One of the biggest shocks to emerge from the banking crisis were some of the strange and risky investments the banks were chucking savers’ money into. With every financial catastrophe — Ireland’s burst property bubble, the US sub-prime mortgage market — Britain’s banks would sheepishly put their hands up and admit how much they’d put in.

Now the industry is starting to listen to calls for banks to become more transparent about their lending. But ethical banks point out they’ve been doing so for years.

Dutch bank Triodos (triodos.co.uk), for example, not only exclusively lends British savers’ money to UK businesses, it publishes the name and address of every firm and organisation it lends to (knowwhereyourmoneygoes.co.uk).

Its savings rates don’t top best-buy tables, but they are reasonable and, financing only projects with social and environmental benefits, customers are flocking to Triodos.

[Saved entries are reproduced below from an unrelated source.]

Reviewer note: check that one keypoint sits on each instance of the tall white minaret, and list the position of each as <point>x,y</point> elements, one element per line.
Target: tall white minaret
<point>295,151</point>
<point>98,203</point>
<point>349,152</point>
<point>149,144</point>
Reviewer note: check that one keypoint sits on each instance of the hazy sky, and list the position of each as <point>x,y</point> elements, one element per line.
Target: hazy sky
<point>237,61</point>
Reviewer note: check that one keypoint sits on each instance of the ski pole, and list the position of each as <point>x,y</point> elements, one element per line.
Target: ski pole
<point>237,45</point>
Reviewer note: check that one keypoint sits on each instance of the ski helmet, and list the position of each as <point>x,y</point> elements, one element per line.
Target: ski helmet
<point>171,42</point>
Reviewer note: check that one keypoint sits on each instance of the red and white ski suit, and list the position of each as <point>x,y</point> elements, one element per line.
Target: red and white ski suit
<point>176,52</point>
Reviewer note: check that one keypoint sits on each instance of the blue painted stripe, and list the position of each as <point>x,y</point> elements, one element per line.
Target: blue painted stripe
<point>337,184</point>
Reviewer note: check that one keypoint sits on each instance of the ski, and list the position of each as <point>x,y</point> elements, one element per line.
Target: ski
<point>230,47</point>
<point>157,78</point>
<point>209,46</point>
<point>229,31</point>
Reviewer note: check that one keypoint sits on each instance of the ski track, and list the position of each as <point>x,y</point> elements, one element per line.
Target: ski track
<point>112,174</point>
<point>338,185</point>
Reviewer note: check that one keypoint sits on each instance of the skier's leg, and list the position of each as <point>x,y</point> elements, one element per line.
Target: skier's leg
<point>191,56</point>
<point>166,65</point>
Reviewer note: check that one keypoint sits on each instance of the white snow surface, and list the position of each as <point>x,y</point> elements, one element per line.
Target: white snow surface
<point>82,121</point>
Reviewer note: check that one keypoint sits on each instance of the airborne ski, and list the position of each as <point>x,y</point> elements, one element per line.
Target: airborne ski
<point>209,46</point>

Last year, its number of customers internationally jumped more than a fifth to 279,000.

Triodos’ Online Saver Plus account pays interest at two per cent. It allows three withdrawals a year, but charges a penalty on more than that. The minimum deposit is £1 and the maximum is £250,000. Its cash ISA also pays two per cent. And all of the banks’ customers are invited to visit the projects their deposits fund, such as the UK’s largest solar panel roof, powering the music at Glastonbury’s Worthy Farm, plus beauty chain Neal’s Yard Remedies in Covent Garden and Hackney recording destination, The Premises Studios.

Triodos also offers Charity Saver accounts where it donates 0.25 per cent of the average annual balance to charity partners like Friends of the Earth, the Fairtrade Foundation, the Soil Association or Amnesty International. Its Ethical Savings Bond, running for two years, pays out 2.75 per cent, or 3.25 per cent over three years and 3.75 per cent over five.

Another ethical bank, The Co-operative (co-operativebank.co.uk), which also lends based on socially responsible aims, pays 0.25 per cent on its instant access Smart Saver, but a more generous 3.3 per cent on a one-year fixed term deposit.

“Our mission is quality of life, and human dignity. No other bank can say that,” Triodos’ managing director Charles Middleton, said at its AGM last month. This might sound like fluff, but it’s hard to think of the boss of any other High Street banking presence even uttering the sentiment.